WHEELING - Legislation targeting U.S. Environmental Protection Agency rules for new coal-fired power plants would prevent the agency from setting impossible-to-achieve standards in the future, Sen. Joe Manchin told a House subcommittee Friday.
That draft bill, co-authored by Manchin, D-W.Va., and U.S. Rep. Ed Whitfield, R-Ky., was the subject of a hearing before the Energy and Power subcommittee of the House Committee on Energy and Commerce. During the hearing, EPA official Janet McCabe also faced pointed questioning from U.S. Rep.
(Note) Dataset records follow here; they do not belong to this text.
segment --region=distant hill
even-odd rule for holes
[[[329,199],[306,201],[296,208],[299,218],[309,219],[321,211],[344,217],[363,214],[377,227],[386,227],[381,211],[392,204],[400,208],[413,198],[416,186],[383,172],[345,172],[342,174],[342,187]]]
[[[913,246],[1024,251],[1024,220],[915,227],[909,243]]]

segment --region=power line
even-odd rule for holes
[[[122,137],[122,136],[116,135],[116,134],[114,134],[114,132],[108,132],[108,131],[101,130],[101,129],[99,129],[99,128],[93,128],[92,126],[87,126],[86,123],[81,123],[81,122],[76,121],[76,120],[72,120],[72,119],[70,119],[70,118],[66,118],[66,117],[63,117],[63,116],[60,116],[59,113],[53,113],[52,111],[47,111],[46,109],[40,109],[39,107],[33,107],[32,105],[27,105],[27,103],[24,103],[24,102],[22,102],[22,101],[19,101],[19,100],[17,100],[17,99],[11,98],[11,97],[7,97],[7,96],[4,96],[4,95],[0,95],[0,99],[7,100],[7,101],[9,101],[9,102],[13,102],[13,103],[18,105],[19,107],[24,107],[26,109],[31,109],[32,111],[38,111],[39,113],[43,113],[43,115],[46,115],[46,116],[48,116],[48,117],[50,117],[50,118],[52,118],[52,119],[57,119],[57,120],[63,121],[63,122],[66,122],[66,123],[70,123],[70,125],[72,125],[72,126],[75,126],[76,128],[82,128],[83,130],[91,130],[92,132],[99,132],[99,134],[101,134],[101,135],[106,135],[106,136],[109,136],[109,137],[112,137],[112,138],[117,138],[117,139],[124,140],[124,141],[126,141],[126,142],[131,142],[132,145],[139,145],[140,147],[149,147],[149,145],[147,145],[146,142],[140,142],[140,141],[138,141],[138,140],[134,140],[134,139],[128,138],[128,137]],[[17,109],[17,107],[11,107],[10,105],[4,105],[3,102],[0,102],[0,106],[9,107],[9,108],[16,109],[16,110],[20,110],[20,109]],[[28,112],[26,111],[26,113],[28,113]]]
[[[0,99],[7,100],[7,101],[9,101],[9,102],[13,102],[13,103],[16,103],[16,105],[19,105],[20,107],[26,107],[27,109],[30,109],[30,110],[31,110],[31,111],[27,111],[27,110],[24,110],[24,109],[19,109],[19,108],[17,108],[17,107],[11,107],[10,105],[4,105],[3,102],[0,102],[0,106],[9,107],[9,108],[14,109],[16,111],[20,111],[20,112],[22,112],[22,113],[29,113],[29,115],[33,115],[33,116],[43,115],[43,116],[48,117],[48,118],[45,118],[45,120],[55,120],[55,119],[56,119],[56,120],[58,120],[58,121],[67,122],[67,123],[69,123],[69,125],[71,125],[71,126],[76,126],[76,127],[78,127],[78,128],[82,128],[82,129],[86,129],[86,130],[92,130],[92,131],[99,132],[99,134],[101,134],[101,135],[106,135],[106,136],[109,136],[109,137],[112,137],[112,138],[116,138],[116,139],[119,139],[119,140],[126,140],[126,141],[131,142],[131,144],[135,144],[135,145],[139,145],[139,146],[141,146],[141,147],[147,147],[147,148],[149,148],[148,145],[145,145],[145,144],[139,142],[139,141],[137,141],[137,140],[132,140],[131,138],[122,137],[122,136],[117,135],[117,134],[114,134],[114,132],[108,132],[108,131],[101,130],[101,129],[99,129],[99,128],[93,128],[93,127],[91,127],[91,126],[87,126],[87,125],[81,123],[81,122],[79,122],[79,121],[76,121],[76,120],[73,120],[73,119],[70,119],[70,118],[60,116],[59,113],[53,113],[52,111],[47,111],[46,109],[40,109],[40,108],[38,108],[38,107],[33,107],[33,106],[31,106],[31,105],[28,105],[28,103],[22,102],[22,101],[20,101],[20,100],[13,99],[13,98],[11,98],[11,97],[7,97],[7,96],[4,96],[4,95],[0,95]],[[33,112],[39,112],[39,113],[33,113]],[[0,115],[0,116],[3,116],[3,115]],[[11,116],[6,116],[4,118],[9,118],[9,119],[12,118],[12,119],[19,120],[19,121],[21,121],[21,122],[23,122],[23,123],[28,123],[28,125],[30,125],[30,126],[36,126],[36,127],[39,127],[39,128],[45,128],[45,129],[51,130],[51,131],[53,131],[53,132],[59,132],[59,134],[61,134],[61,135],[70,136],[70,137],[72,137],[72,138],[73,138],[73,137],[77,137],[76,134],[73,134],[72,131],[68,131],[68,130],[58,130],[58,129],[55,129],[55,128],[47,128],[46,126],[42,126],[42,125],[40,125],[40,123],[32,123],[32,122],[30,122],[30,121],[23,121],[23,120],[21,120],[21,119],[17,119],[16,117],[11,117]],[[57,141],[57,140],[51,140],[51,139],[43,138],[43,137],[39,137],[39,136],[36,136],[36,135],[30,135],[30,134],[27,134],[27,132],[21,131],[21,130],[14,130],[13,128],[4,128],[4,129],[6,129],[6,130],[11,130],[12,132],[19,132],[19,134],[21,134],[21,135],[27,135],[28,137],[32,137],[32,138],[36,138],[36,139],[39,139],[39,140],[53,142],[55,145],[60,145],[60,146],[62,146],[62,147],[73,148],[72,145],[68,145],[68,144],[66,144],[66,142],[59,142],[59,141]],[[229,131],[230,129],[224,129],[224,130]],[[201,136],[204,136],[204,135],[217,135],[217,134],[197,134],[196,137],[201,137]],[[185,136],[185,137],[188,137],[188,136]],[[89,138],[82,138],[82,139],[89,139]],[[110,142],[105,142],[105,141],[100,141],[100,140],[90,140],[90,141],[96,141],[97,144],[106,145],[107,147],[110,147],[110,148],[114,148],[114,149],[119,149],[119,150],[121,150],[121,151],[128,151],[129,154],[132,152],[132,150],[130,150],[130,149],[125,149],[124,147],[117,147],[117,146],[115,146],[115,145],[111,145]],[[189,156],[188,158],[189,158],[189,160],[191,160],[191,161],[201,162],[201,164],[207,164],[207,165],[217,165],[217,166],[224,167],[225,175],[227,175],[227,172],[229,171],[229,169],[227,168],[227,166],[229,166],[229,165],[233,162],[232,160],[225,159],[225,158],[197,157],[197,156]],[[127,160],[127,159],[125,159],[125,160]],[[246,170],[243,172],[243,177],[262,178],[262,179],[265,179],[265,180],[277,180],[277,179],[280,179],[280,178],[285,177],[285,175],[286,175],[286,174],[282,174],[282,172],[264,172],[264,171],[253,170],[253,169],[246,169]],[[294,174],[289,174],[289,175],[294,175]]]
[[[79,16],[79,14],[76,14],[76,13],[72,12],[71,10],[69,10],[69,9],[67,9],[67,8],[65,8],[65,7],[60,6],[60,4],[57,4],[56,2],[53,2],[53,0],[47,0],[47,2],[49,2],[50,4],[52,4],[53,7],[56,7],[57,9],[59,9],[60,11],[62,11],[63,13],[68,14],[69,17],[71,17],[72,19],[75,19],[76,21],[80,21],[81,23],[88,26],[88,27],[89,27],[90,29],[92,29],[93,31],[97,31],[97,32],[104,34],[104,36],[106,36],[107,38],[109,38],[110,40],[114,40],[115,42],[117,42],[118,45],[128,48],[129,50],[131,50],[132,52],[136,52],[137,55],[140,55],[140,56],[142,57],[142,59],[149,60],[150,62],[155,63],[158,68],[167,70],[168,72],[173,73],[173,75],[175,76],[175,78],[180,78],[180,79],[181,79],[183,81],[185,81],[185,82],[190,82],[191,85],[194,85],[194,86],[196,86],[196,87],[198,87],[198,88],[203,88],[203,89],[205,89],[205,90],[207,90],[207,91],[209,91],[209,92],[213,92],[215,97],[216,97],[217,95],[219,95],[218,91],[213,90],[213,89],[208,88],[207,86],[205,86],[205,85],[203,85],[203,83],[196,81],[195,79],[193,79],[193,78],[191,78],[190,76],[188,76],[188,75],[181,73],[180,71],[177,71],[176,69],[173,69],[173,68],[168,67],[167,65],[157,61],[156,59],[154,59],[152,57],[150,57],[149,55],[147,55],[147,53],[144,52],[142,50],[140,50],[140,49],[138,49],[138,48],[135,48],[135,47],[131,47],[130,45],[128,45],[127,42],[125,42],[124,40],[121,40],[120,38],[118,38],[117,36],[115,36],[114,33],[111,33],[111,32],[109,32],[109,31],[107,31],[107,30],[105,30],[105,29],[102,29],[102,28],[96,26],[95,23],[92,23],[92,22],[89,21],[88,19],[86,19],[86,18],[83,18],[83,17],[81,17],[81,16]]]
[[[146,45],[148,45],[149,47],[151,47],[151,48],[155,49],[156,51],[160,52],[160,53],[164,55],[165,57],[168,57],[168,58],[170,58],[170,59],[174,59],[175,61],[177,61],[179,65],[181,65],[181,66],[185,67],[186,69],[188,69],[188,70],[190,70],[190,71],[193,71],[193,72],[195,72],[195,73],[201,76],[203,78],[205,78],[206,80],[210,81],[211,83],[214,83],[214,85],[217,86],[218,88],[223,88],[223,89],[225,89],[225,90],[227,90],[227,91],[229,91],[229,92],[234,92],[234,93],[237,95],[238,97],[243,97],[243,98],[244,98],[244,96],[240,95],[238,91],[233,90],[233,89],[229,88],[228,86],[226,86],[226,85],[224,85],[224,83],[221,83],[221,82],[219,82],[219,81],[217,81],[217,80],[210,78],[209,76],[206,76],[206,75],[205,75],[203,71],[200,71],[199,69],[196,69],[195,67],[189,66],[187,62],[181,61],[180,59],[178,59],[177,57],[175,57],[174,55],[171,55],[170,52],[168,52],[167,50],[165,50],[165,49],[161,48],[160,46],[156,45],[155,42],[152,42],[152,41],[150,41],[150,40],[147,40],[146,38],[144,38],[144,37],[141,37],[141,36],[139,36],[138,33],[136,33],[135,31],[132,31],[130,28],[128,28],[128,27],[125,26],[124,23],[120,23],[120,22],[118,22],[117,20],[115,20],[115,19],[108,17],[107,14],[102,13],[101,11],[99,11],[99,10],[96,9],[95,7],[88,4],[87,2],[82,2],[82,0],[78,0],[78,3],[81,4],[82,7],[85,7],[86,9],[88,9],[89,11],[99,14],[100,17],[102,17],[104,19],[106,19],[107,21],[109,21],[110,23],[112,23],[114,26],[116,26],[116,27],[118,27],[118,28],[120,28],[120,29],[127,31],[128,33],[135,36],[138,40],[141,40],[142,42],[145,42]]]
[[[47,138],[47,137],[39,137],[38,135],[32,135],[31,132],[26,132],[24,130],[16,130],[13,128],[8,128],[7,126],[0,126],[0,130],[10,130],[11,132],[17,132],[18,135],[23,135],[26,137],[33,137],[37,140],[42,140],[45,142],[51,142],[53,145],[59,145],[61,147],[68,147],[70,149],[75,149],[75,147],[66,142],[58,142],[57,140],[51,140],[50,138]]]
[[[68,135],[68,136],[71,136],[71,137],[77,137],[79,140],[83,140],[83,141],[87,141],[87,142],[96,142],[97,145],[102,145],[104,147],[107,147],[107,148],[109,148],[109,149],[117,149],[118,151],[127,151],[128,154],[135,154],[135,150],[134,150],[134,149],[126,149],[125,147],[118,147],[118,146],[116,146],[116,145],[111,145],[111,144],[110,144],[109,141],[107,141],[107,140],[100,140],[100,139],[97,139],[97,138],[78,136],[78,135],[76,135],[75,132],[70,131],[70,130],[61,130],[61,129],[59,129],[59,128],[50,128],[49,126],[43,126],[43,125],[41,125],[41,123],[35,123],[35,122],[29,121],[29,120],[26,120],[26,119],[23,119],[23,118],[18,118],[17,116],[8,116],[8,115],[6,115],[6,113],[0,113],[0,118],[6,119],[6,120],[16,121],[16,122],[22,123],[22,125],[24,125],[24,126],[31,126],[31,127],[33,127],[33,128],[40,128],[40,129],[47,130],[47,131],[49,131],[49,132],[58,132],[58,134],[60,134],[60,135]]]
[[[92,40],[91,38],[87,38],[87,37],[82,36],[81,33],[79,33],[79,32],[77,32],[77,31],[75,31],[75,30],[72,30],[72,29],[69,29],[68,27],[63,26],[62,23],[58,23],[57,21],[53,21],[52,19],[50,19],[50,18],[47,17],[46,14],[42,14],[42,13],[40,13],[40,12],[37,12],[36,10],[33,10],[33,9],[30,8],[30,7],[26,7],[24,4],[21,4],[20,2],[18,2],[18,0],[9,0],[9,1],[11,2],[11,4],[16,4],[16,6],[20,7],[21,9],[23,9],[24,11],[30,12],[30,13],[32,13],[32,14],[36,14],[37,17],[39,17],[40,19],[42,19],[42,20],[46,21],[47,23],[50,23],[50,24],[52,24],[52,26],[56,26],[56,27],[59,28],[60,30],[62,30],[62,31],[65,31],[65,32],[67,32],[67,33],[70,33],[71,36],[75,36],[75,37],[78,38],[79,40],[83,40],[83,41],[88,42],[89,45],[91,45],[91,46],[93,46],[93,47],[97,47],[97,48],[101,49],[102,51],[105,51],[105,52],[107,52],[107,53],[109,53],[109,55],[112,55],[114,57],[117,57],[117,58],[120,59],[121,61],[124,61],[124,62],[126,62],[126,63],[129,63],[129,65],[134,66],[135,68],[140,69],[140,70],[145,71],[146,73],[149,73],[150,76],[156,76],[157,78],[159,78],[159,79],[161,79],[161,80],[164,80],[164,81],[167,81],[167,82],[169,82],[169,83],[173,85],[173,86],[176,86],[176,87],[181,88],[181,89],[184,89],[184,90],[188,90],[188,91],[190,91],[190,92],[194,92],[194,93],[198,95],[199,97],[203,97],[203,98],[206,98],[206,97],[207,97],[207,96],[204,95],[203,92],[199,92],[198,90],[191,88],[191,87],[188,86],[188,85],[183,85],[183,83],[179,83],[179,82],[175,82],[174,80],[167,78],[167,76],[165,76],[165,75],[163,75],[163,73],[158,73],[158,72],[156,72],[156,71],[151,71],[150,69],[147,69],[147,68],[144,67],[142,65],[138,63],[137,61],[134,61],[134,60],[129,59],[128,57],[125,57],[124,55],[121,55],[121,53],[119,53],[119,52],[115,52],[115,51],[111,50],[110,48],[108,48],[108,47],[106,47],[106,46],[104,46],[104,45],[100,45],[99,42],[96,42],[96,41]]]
David McKinley, R-W.Va., following her defense of the EPA's new rules announced in September restricting carbon emissions for new power plants.
Critics of the rules, including Manchin and McKinley, say they can't be followed using existing technology and effectively bar the construction of any new coal-fired generating stations.
"Our legislation tries to get the EPA back on track, but in a way that does nothing to prevent the EPA from acting in a reasonable, rational way. ... The EPA is holding the coal industry to impossible standards," Manchin, D-W.Va., said. "And for the first time ever, the federal government is trying to force an industry to do something that is technologically impossible to achieve."
Under the Manchin-Whitfield bill, the new rules would not take effect - and the EPA would be permitted to impose new standards only if such standards have been achieved for 12 consecutive months by at least six U.S. power plants. The bill also provides that any rule must distinguish between coal- and natural gas-fired plants and requires the EPA to provide Congress a detailed study of the potential economic impact of any rule.
McCabe, acting administrator of the EPA's Office of Air and Radiation, said the administration has not yet taken a position on the draft bill, but has "serious concerns" about it.
"Such a requirement would stifle progress in reducing carbon pollution by discouraging the adoption of innovative technology that is available and effective today - and would limit further development of cutting-edge clean energy technologies. ... President Obama's Climate Action Plan provides a road map for federal action to meet the pressing challenge of a changing climate - promoting clean energy solutions that capitalize on American innovation and drive economic growth and providing a role for the full range of fuels, including coal and natural gas," McCabe testified.
Following her testimony, McCabe faced questions from a number of legislators, including McKinley, who questioned McCabe's assertion that the technology is in place to meet the new standards.
"Lisa Jackson said back in November of 2011, that it wouldn't be available for ... maybe a decade or more," McKinley said. "So I'm curious how that's moved up on the chain."
He asked McCabe to respond to his question in writing rather than verbally.
McKinley, noting American power plants account for 0.2 percent of global carbon emissions, also disputed whether the environmental benefit of the rules justifies the potential cost.
The rules "are putting at risk all the American workers in these power houses and coal mines all across this country. (For) two-tenths of one percent, you're willing to put all this - our economy - at risk, for two-tenths of one percent. I'm not comfortable with that," McKinley said.
Though she wouldn't provide specific figures, McCabe said administration officials "expect coal to remain a substantial portion of the energy portfolio, even under these proposed regulations."
The Manchin-Whitfield bill remains a discussion draft and has yet to be introduced. It would first come before the House of Representatives.